[GTALUG] odd evince command behaviour
Lennart Sorensen
lsorense at csclub.uwaterloo.ca
Fri Jan 8 15:40:21 EST 2021
On Fri, Jan 08, 2021 at 11:55:38AM -0500, D. Hugh Redelmeier via talk wrote:
> | From: Lennart Sorensen via talk <talk at gtalug.org>
>
> | : is special in filenames if it is before the first directory separator
> | for many programs
>
> That's not UNIX, that's MS-DOS.
I said for many programs, not for unix in general.
> In UNIX, special interpretation is done by the shell.
>
> | since it might be host:filepath
>
> The ssh family of commands introduced this, and for that it is
> documented in those commands.
>
> | evince for example allows ftp://host/file so it clearly cares about :
> | in the filename before any slash.
>
> Now that I look, it is partially documented in evince(1).
>
> It says that the operand is a filename. But in the description of a
> filename, it includes a remote filename. It doesn't say what that is,
> except to give an FTP example "ftp://adobe.com/sample.pdf".
Well it's man page is about typical for a gnu project. Almost useless. :)
Unfortunately it doesn't have an info document and the online docs are
not much better.
> I infer: it can be a filename or a URL. It is assumed to be a URL if
> it starts with letters and then a colon. If something happens to be a
> filename that matches that pattern, tough luck.
Yeah that seems to be the state of it. No fall back to plain filename
if it fails to be a known http or ftp protocol. Maybe they figure
that since you can't use : in a filename on windows, no one would do
it anywhere.
> Since, in practice, URLs seem to always contain "/", and filenames do
> not, that would be a better way to distinguish them.
somewhere/myfile.txt sure looks like it has a / in it.

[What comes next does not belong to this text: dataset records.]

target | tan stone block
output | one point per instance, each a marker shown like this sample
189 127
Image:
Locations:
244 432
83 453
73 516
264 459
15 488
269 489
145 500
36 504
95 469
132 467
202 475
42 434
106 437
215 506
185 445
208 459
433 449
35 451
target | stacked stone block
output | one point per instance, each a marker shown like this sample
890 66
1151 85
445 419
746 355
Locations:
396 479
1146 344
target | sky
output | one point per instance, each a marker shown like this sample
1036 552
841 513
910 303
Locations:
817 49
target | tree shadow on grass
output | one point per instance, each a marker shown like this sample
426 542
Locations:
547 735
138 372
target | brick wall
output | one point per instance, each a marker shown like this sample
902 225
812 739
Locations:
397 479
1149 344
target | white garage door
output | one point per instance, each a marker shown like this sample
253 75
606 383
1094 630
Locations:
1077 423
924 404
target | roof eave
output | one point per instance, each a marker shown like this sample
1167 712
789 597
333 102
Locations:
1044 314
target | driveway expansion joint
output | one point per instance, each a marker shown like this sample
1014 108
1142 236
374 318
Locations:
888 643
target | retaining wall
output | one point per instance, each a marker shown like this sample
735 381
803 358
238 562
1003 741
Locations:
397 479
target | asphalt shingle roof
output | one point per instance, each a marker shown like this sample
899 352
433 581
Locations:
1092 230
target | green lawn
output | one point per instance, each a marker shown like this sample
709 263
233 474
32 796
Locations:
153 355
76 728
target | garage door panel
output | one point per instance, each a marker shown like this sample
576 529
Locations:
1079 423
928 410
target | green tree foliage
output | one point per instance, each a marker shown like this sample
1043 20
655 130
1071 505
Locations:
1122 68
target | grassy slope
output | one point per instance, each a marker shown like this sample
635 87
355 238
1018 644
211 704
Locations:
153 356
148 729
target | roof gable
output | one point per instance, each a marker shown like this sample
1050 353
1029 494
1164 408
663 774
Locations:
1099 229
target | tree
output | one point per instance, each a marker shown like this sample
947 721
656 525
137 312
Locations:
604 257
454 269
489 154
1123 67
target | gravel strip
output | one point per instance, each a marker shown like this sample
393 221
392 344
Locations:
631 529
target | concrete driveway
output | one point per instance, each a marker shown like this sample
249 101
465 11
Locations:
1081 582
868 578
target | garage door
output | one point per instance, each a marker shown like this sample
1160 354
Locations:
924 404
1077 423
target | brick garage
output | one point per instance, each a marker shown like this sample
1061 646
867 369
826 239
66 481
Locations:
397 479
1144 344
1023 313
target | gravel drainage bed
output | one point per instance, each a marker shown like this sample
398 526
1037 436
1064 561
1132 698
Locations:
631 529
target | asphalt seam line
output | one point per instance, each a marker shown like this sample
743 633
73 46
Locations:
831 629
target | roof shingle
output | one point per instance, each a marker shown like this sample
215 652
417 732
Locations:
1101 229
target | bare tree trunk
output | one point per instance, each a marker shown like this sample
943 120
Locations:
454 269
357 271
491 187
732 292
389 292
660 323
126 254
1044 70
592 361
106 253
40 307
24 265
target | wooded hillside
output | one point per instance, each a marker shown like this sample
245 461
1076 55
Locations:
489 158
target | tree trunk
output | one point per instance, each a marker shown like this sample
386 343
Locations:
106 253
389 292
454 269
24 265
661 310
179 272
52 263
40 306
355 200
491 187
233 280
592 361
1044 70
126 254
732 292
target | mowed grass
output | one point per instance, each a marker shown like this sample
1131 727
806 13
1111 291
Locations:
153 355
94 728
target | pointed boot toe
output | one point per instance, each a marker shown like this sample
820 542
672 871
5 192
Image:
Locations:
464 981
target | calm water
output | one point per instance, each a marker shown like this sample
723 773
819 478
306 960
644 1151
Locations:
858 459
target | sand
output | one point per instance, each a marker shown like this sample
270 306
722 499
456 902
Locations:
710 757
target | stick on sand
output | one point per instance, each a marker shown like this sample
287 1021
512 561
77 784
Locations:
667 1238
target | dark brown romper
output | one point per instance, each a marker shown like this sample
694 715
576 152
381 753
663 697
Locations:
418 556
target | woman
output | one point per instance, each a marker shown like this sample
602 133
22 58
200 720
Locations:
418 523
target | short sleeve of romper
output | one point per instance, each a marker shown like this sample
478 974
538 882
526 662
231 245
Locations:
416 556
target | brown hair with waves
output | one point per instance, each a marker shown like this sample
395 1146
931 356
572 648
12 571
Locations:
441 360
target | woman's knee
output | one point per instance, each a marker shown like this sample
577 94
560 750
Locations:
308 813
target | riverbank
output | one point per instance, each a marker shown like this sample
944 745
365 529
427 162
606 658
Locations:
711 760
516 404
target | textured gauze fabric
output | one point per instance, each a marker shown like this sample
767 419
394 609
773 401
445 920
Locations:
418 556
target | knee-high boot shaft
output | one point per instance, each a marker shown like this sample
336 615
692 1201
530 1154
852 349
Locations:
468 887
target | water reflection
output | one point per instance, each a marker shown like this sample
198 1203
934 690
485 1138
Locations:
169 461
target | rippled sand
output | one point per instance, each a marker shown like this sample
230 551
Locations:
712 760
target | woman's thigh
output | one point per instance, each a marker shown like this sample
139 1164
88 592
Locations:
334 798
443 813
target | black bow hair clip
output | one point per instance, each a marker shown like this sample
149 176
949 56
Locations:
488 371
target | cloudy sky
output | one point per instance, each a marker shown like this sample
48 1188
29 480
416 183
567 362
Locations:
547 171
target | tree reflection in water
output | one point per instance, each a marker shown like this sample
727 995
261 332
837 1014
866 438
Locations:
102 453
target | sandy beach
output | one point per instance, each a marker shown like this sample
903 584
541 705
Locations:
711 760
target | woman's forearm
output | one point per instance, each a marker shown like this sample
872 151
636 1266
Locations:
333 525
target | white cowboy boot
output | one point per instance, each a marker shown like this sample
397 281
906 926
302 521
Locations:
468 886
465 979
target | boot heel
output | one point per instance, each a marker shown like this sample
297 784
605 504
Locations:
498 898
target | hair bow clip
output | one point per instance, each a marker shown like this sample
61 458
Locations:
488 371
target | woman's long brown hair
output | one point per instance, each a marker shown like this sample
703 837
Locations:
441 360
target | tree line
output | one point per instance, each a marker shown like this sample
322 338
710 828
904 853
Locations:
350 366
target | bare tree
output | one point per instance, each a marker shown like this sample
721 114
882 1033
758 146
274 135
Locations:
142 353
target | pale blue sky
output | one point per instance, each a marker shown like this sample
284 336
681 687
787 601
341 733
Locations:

> | That's why using ./ in front works. Otherwise you have to escape the :
> | with a \ or perhaps even two of them depending who strips it.
>
> No, \ does not work for that purpose (my experiments are in this
> thread).
Maybe \\ so the shell can steal one and evince get the other? Hmm,
nope tried and doesn't work.
./ on the other hand does seem to work.